Last progress April 9, 2025 (8 months ago)
Introduced on April 9, 2025 by Christopher A. Coons
Read twice and referred to the Committee on Agriculture, Nutrition, and Forestry.
This legislation aims to cut wasted food across America. It creates a new Office of Food Loss and Waste at the Department of Agriculture to research solutions, share tools and model policies with states and cities, and track progress toward reducing food loss and waste by 50% by 2030, compared to 2016 levels. The Office runs grants to collect data on what works and reports progress to the public and Congress, while USDA, EPA, and FDA increase coordination with businesses, farmers, nonprofits, and other agencies.

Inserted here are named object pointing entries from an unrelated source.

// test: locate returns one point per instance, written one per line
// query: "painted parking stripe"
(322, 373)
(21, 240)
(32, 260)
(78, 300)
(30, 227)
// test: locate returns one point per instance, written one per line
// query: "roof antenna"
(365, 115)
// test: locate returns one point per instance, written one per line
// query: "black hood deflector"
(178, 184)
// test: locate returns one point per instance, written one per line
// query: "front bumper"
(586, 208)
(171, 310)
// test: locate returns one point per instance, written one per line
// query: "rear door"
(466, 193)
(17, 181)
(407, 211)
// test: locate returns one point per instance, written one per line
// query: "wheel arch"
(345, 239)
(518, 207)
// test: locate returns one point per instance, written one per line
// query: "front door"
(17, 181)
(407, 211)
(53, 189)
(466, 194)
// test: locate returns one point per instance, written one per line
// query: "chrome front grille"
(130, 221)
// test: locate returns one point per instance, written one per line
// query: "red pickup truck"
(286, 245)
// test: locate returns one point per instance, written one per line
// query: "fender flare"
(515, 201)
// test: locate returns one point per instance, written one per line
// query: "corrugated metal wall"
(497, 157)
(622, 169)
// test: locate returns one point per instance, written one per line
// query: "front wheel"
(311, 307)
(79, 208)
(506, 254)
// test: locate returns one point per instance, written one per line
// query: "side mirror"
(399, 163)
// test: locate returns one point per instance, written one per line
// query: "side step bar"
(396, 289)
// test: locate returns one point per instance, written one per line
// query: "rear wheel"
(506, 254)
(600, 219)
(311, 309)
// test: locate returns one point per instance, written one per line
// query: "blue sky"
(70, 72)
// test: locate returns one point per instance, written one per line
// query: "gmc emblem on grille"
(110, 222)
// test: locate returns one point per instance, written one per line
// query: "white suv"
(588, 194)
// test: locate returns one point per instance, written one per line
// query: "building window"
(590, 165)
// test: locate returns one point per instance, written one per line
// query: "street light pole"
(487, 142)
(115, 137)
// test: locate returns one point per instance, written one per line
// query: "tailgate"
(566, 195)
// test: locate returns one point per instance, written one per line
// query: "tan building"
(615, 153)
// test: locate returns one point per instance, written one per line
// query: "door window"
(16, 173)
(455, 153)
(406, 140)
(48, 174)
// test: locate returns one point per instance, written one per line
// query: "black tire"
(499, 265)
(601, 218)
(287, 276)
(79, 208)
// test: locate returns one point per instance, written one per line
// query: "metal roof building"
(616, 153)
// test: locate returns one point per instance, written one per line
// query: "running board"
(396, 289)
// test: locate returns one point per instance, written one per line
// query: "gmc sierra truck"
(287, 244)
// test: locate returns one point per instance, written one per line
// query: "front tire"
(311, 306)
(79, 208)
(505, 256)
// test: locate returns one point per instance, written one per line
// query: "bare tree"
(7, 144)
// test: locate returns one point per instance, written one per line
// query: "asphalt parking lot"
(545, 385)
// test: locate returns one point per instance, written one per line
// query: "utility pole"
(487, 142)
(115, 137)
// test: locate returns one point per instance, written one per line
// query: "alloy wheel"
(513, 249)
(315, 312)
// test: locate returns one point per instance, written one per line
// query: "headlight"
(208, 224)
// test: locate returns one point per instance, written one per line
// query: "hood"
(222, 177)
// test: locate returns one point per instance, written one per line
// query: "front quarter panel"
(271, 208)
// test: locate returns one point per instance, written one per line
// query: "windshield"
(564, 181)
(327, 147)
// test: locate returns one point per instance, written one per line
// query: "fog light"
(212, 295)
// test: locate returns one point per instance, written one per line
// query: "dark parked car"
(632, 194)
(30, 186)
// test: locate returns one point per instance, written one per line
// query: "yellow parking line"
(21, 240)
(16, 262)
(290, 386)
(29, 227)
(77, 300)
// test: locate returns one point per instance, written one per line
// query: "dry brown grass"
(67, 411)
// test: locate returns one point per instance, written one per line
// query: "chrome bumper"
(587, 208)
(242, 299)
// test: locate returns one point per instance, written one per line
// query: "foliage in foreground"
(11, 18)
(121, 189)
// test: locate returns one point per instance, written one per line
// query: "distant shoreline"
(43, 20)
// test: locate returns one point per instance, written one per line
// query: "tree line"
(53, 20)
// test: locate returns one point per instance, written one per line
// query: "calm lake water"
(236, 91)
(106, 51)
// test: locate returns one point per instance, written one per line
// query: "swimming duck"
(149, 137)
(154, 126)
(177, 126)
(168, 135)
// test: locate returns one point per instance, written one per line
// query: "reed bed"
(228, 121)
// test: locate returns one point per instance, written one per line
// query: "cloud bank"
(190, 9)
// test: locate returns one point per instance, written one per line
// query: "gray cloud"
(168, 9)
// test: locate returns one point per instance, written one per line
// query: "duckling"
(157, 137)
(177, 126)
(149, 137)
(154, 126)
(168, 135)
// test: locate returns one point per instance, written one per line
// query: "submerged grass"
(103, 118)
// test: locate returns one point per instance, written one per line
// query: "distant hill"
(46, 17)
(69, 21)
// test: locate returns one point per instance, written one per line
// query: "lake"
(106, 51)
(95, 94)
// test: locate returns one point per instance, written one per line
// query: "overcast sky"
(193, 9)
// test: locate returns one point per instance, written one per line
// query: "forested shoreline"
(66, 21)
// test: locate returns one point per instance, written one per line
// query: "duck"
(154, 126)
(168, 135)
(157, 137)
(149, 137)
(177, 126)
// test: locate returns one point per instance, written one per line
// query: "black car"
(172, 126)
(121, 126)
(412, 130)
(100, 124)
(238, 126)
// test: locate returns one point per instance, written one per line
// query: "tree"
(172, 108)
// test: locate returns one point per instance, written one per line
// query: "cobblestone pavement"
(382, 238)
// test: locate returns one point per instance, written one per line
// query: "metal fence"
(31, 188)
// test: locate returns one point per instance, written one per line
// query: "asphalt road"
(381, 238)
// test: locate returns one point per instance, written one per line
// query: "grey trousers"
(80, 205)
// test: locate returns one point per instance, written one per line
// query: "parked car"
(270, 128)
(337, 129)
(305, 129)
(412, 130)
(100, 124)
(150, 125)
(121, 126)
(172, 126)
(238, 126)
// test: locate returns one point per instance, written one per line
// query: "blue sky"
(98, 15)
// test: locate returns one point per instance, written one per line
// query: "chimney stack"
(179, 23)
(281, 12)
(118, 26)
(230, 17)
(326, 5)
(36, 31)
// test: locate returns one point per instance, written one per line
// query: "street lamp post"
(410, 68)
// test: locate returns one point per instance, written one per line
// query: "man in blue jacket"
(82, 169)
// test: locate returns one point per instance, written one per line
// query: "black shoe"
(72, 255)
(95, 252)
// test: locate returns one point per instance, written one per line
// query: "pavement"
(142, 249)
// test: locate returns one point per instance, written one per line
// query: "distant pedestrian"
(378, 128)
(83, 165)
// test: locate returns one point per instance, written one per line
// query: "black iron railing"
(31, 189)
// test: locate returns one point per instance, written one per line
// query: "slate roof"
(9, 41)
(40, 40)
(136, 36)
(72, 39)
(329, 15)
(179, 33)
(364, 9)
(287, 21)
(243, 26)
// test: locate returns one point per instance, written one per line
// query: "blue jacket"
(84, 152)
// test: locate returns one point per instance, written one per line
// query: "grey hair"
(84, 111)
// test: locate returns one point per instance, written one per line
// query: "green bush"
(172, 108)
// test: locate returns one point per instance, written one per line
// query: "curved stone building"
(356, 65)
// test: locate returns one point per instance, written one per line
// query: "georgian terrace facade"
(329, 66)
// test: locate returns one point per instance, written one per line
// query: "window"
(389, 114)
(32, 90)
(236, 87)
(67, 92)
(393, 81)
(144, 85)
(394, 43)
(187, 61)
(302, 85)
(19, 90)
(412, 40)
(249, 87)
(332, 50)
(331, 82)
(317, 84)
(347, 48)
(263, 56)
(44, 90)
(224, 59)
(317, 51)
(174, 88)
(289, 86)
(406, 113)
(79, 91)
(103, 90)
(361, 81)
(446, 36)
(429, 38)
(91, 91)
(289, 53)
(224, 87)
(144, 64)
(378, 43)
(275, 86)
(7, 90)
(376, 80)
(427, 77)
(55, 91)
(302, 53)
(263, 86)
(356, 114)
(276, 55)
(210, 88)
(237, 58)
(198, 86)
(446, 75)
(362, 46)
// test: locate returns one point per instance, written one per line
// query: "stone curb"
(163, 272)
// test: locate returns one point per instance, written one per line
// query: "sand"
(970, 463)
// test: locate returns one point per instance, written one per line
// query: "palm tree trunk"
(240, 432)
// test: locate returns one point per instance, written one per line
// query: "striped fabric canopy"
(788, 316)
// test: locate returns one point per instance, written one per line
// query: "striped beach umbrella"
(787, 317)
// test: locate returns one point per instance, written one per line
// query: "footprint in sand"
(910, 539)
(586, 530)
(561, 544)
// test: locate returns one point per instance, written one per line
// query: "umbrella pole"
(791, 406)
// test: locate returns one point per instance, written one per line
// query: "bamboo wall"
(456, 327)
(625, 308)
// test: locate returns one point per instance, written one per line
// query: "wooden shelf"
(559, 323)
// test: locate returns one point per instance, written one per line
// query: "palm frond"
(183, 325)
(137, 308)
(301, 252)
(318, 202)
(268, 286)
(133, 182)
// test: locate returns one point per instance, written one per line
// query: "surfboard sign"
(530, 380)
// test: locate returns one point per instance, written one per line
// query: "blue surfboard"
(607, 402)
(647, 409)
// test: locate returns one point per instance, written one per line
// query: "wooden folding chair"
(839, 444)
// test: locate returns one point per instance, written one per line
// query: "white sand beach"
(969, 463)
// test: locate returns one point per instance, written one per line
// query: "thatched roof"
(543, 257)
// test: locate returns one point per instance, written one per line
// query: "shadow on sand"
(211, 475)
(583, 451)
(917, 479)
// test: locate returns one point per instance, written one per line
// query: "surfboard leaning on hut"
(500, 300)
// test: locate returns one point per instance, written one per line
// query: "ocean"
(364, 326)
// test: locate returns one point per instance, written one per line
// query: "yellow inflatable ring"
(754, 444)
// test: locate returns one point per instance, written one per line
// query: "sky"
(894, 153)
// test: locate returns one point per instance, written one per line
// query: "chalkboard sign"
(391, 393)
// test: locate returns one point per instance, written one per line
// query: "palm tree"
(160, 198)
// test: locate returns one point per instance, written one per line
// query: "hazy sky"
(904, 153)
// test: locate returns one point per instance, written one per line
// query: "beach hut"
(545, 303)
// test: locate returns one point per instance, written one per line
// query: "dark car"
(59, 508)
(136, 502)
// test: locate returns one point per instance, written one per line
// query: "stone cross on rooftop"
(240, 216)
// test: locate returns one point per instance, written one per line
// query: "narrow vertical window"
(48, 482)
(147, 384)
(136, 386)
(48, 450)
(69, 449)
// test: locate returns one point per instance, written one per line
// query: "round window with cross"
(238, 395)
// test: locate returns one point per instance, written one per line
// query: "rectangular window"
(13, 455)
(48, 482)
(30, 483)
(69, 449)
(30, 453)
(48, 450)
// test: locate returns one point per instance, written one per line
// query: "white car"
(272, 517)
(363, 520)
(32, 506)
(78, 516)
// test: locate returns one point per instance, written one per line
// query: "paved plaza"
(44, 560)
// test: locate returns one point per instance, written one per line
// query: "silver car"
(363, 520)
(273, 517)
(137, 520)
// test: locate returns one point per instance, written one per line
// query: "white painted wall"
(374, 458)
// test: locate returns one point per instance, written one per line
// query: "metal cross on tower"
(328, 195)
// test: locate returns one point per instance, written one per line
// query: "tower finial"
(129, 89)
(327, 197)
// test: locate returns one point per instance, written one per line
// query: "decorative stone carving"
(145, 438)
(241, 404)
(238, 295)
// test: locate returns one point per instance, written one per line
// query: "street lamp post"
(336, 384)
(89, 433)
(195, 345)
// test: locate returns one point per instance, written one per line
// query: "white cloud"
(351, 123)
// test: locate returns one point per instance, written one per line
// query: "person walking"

It boosts on-the-ground food recovery. USDA will place regional coordinators to help move surplus food quickly, and states and Tribes can get annual block grants to build cold storage, delivery capacity, and tech that matches extra food with local groups—and to help pay staff who do this work. Local and Tribal governments can also get grants to form teams with nonprofits and businesses (like grocery stores, restaurants, and hospitals) to cut waste; these teams must measure results, share best practices, and put up a 50% match, all aligned with the 2030 goal. A national education campaign will teach families how to store food, read “best by” dates, compost, and try upcycled foods; it uses community pilots, behavioral science, and waste audits to find what works. The bill also tightens rules for federal contractors by moving from encouraging to requiring action on food donation and waste reduction, with regular reporting, and it prioritizes research that cuts farm and supply‑chain losses or safely uses uneaten food as animal feed; it expands a USDA composting and food waste program so more governments, including small and rural ones, can apply.